Die Medienvertreter haben beim Setbesuch im Mai 2012 verabsäumt, innerhalb von fünf Sekunden eine Frage zu stellen ...
Klaus Maria Brandauer."Sie erwarten neue Antworten. Man versucht Interviews so gut wie möglich zu gestalten. Das geht aber nur, wenn Fragen noch nie gestellt wurden. Sonst tuen wir uns alle schwer. Wir sind froh, wenn über unser Projekt gesprochen wird, wenn es angkündigt wird."
TVButler: Martina Gedeck, Ihre Filmpartnerin, hat gesagt, dass nicht chronologisch gedreht wird. Ist es schwierig zwischen den Geisteszuständen zu switchen?
Brandauer."Ich glaube, ich muss DA sein. DA muss ich sein. Ich muss DA sein. Es ist nicht so schwierig wie man das glaubt. Wir leben merkwürdig. Mit Theater und Bahnhofsgespräche. Wir leben nach unseren Möglichkeiten, Begabungen, Bildung, wenn wir welche haben. Wir hören die Nachrichten, wo Krieg ist, wer welche Wahl gewonnen hat, die Schrecklichkeiten, die Todesnachrichten. Und zu all dem stehen wir mit unserem Stück in Konkurrenz. Mit dem ganzen Panoptikum dieser Welt, und dann kommt die 'Auslöschung'. Ich frage mich, wie finden die uns? Dadurch, dass wir ein Thema haben, neben Klimaschutz, Schönheitswettbewerben und der Frage, wie geht's weiter? Und doch, so ein Thema haben wir in der Hand und hoffen, dass die Leute ein Ohr dafür haben."
In der "Auslöschung" leiden Sie unter Alzheimer …

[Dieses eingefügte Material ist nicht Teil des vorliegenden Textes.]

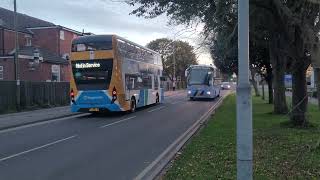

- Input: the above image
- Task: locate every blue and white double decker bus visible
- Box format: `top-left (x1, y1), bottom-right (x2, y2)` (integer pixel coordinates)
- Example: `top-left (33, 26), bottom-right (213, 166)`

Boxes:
top-left (185, 65), bottom-right (220, 100)
top-left (70, 35), bottom-right (164, 112)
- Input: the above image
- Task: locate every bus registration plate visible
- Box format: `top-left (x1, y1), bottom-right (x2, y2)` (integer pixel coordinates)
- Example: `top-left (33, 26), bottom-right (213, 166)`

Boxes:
top-left (89, 108), bottom-right (99, 112)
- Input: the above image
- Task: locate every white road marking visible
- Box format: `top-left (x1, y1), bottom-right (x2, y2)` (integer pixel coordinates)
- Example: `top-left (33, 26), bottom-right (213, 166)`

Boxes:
top-left (148, 106), bottom-right (165, 112)
top-left (100, 116), bottom-right (137, 128)
top-left (134, 96), bottom-right (226, 180)
top-left (0, 113), bottom-right (90, 134)
top-left (0, 135), bottom-right (77, 162)
top-left (170, 101), bottom-right (184, 105)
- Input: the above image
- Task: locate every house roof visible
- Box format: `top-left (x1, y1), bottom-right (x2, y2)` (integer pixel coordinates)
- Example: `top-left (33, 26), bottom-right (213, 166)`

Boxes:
top-left (0, 7), bottom-right (56, 34)
top-left (10, 46), bottom-right (69, 64)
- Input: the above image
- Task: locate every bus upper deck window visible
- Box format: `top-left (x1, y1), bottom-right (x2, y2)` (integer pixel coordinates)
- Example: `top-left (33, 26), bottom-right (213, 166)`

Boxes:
top-left (76, 44), bottom-right (86, 51)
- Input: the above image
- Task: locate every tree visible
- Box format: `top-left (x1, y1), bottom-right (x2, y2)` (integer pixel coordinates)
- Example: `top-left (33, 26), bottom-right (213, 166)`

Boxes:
top-left (129, 0), bottom-right (320, 126)
top-left (147, 38), bottom-right (198, 80)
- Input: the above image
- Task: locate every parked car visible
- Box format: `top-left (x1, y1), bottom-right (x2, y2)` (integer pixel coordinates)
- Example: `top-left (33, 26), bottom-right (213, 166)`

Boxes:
top-left (221, 82), bottom-right (231, 89)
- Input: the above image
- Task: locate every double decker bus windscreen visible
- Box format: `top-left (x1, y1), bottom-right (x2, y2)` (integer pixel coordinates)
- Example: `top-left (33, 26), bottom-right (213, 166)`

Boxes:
top-left (72, 59), bottom-right (113, 90)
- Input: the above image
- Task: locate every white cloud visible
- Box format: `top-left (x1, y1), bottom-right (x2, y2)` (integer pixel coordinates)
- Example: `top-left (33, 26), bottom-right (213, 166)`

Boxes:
top-left (0, 0), bottom-right (211, 63)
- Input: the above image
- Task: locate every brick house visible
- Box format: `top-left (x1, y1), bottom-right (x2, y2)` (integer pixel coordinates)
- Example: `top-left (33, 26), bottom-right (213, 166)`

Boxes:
top-left (0, 7), bottom-right (82, 81)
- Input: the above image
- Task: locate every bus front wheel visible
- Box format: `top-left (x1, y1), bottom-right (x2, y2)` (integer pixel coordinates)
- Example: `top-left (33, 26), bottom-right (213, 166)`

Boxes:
top-left (130, 98), bottom-right (137, 112)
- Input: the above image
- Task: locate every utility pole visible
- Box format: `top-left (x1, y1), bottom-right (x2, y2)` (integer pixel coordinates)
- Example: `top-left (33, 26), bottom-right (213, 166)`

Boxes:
top-left (237, 0), bottom-right (253, 180)
top-left (13, 0), bottom-right (20, 110)
top-left (173, 42), bottom-right (176, 81)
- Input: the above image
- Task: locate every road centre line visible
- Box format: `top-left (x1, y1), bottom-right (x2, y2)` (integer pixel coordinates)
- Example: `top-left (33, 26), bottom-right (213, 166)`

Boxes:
top-left (148, 106), bottom-right (165, 112)
top-left (0, 135), bottom-right (78, 162)
top-left (100, 116), bottom-right (137, 128)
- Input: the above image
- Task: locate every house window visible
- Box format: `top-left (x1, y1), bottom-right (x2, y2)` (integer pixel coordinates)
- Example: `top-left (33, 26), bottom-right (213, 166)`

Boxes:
top-left (24, 35), bottom-right (32, 46)
top-left (51, 65), bottom-right (60, 82)
top-left (60, 30), bottom-right (64, 40)
top-left (0, 66), bottom-right (3, 80)
top-left (26, 37), bottom-right (32, 46)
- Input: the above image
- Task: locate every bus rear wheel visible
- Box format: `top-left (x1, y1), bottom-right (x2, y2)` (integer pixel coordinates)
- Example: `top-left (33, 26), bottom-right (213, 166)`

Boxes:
top-left (130, 98), bottom-right (137, 112)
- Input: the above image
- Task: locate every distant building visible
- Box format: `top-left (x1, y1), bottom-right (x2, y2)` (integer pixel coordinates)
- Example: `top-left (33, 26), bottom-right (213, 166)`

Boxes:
top-left (0, 8), bottom-right (82, 81)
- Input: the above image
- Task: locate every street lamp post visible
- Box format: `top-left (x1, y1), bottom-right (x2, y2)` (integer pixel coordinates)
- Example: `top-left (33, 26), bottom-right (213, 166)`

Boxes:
top-left (237, 0), bottom-right (253, 180)
top-left (13, 0), bottom-right (20, 110)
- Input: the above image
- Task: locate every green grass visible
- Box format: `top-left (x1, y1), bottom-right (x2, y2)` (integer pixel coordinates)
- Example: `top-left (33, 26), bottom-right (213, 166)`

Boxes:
top-left (164, 95), bottom-right (320, 180)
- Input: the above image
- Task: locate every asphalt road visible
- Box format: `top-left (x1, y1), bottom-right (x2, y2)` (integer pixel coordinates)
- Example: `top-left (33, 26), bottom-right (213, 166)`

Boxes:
top-left (0, 91), bottom-right (230, 180)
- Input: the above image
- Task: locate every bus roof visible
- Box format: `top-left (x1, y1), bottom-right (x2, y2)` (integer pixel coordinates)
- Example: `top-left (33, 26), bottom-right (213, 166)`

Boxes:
top-left (189, 64), bottom-right (216, 69)
top-left (72, 34), bottom-right (159, 55)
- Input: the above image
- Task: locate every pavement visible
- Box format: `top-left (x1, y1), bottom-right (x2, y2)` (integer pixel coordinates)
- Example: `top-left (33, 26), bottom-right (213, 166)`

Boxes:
top-left (286, 91), bottom-right (318, 105)
top-left (0, 91), bottom-right (227, 180)
top-left (0, 90), bottom-right (184, 130)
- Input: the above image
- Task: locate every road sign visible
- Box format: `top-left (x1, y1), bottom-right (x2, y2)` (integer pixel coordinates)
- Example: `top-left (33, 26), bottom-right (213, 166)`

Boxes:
top-left (284, 74), bottom-right (292, 88)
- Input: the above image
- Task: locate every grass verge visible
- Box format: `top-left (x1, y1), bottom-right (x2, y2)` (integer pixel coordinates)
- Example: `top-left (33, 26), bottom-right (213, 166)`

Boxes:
top-left (163, 95), bottom-right (320, 179)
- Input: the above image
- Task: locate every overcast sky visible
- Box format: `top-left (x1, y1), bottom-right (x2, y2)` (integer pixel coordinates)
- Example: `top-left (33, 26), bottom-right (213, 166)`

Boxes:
top-left (0, 0), bottom-right (211, 64)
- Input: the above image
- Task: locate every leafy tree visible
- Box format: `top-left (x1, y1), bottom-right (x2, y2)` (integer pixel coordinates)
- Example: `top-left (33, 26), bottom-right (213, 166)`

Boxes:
top-left (128, 0), bottom-right (320, 126)
top-left (147, 38), bottom-right (198, 80)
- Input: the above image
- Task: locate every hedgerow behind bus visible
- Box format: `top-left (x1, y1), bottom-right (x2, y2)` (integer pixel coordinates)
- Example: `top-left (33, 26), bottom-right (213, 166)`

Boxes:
top-left (70, 35), bottom-right (163, 112)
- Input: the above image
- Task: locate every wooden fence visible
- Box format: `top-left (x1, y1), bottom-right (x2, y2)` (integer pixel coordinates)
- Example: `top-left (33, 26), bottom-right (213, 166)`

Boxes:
top-left (0, 81), bottom-right (70, 112)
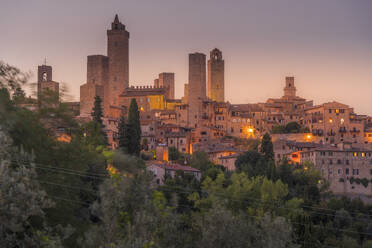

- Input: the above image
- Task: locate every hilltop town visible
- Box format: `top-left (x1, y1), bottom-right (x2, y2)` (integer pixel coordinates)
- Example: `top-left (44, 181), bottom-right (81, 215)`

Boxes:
top-left (0, 10), bottom-right (372, 248)
top-left (29, 15), bottom-right (372, 196)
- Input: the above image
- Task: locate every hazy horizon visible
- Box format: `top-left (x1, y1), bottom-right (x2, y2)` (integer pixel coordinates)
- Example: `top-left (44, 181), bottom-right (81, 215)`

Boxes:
top-left (0, 0), bottom-right (372, 115)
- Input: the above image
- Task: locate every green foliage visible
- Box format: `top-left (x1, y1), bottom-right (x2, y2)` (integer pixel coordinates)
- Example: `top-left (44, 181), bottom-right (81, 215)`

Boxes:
top-left (118, 116), bottom-right (130, 153)
top-left (168, 146), bottom-right (181, 161)
top-left (260, 133), bottom-right (274, 161)
top-left (272, 121), bottom-right (310, 134)
top-left (235, 151), bottom-right (276, 179)
top-left (118, 98), bottom-right (141, 156)
top-left (128, 98), bottom-right (141, 156)
top-left (190, 151), bottom-right (214, 175)
top-left (91, 96), bottom-right (103, 126)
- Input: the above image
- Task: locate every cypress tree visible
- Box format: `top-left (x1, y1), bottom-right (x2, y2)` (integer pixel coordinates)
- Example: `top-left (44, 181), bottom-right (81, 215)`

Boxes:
top-left (118, 116), bottom-right (130, 153)
top-left (127, 98), bottom-right (141, 156)
top-left (91, 96), bottom-right (103, 127)
top-left (91, 96), bottom-right (108, 145)
top-left (260, 133), bottom-right (274, 161)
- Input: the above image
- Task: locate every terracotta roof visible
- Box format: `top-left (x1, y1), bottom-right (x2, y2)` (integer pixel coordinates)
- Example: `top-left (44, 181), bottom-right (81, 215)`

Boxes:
top-left (120, 86), bottom-right (165, 97)
top-left (148, 161), bottom-right (200, 173)
top-left (230, 104), bottom-right (263, 112)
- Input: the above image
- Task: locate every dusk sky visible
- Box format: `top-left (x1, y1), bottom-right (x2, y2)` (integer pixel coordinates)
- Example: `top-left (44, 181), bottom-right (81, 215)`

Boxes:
top-left (0, 0), bottom-right (372, 115)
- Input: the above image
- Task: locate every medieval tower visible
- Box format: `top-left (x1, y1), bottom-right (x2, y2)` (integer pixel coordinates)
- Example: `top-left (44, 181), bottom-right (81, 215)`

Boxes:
top-left (37, 65), bottom-right (59, 100)
top-left (208, 48), bottom-right (225, 102)
top-left (158, 72), bottom-right (174, 100)
top-left (80, 15), bottom-right (129, 116)
top-left (105, 15), bottom-right (129, 109)
top-left (187, 53), bottom-right (206, 127)
top-left (284, 77), bottom-right (296, 98)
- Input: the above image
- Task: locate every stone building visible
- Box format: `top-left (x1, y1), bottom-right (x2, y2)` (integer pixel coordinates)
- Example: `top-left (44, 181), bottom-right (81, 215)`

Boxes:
top-left (80, 15), bottom-right (129, 117)
top-left (208, 48), bottom-right (225, 102)
top-left (154, 72), bottom-right (174, 100)
top-left (105, 15), bottom-right (129, 107)
top-left (301, 143), bottom-right (372, 197)
top-left (187, 53), bottom-right (207, 127)
top-left (80, 55), bottom-right (109, 116)
top-left (37, 65), bottom-right (59, 100)
top-left (300, 102), bottom-right (365, 144)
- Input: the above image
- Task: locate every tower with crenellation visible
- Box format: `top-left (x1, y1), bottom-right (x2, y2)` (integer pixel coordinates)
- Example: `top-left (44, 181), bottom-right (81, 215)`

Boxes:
top-left (105, 15), bottom-right (129, 107)
top-left (208, 48), bottom-right (225, 102)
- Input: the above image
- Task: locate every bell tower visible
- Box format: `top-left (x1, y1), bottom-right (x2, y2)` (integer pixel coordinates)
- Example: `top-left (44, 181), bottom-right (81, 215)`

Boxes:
top-left (105, 15), bottom-right (129, 106)
top-left (284, 77), bottom-right (296, 98)
top-left (208, 48), bottom-right (225, 102)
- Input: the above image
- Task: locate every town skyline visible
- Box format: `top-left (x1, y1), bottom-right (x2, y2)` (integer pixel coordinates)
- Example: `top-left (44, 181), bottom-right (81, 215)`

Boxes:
top-left (1, 1), bottom-right (372, 114)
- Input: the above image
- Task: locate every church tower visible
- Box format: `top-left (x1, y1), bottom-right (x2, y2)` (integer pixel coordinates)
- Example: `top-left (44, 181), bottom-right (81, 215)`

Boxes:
top-left (284, 77), bottom-right (296, 98)
top-left (105, 15), bottom-right (129, 106)
top-left (208, 48), bottom-right (225, 102)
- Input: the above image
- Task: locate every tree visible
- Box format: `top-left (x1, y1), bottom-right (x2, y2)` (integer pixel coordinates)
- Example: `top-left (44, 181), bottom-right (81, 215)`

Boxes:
top-left (127, 98), bottom-right (141, 156)
top-left (91, 96), bottom-right (104, 125)
top-left (0, 61), bottom-right (29, 95)
top-left (86, 96), bottom-right (108, 146)
top-left (0, 129), bottom-right (67, 247)
top-left (260, 133), bottom-right (274, 161)
top-left (285, 121), bottom-right (301, 133)
top-left (168, 146), bottom-right (180, 161)
top-left (118, 116), bottom-right (130, 153)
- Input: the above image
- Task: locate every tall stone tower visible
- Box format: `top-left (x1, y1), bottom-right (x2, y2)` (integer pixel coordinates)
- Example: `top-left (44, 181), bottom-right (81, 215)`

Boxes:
top-left (37, 65), bottom-right (59, 100)
top-left (284, 77), bottom-right (296, 98)
top-left (37, 65), bottom-right (53, 98)
top-left (105, 15), bottom-right (129, 106)
top-left (208, 48), bottom-right (225, 102)
top-left (158, 72), bottom-right (174, 99)
top-left (187, 53), bottom-right (206, 127)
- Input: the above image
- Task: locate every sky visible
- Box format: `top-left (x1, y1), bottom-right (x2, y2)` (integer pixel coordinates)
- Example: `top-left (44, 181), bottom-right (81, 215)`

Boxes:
top-left (0, 0), bottom-right (372, 115)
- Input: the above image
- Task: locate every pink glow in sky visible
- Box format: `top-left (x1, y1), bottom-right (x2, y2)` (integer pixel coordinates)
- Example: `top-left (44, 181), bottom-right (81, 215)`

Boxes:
top-left (0, 0), bottom-right (372, 115)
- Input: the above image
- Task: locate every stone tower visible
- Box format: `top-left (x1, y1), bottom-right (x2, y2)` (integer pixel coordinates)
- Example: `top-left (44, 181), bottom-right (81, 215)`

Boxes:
top-left (158, 72), bottom-right (174, 99)
top-left (208, 48), bottom-right (225, 102)
top-left (37, 65), bottom-right (53, 98)
top-left (80, 55), bottom-right (109, 116)
top-left (37, 65), bottom-right (59, 100)
top-left (187, 53), bottom-right (206, 127)
top-left (105, 15), bottom-right (129, 106)
top-left (284, 77), bottom-right (296, 98)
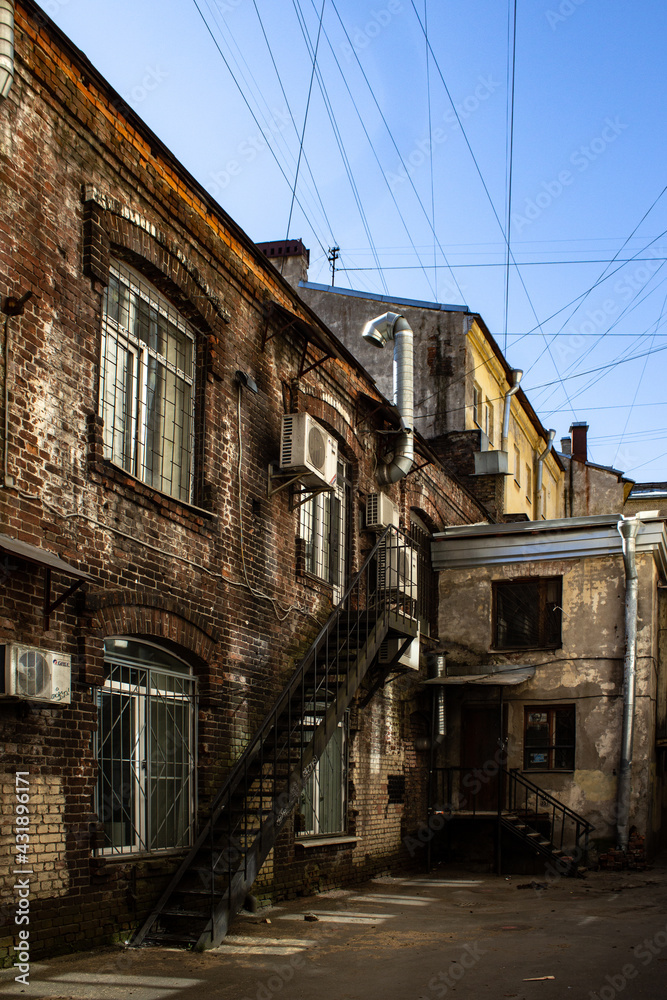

Brandauer."Diese Art der Krankheit ist ja atemberaubend. Furchtbar, weil sie sich so lange hinzieht. Ich möchte allerdings nicht über die Krankheit sprechen, über die Details, weil auch Ärzte nicht genau wissen. was im Endstadium passieren wird. Sondern ich möchte über die Liebesgeschichte sprechen. Es ist eine Liebesgeschichte, keine Frage. Und es ist eine Auslöschung, bei der man nicht weiß, ob einer ausgelöscht wird oder beide. Aber auf jeden Fall eine Liebesgeschichte. Ich bin dafür und meine das keinesfalls pathetisch: 'Ich bin für die Liebe.'"
Was bedeutet Liebe?
Brandauer."Lieben heißt für jemand anderen auf der Welt zu sein. Denn was wir allgemein unter Liebe verstehen, ist in den meisten Fällen ein Deal. Denn anderen so zu nehmen, wie er ist, wegen seiner Fehler zu wollen, begreifen und auskommen wollen, und der dann noch krank wird, todkrank und das über viele Jahre ..."
Alzheimer?
Brandauer."Da habe ich ein paar gute Bekannte, nein, zwei, also ein Paar, großgeschrieben, mit großem P, die haben das. Das wollen wir uns nicht wünschen. Und das zu begleiten, ich lege meine Hand nicht ins Feuer, dass ich dies könnte. Aber ich würde gerne haben wollen, für einen Menschen, den ich liebe, die Kraft aufzubringen. Honiglecken ist das für beide Teile nicht. Die Wünsche fürs Leben bleiben ja da, die gehen nicht weg. Alles bleibt wie immer, das Einzige ist, sie stehen nicht drüber."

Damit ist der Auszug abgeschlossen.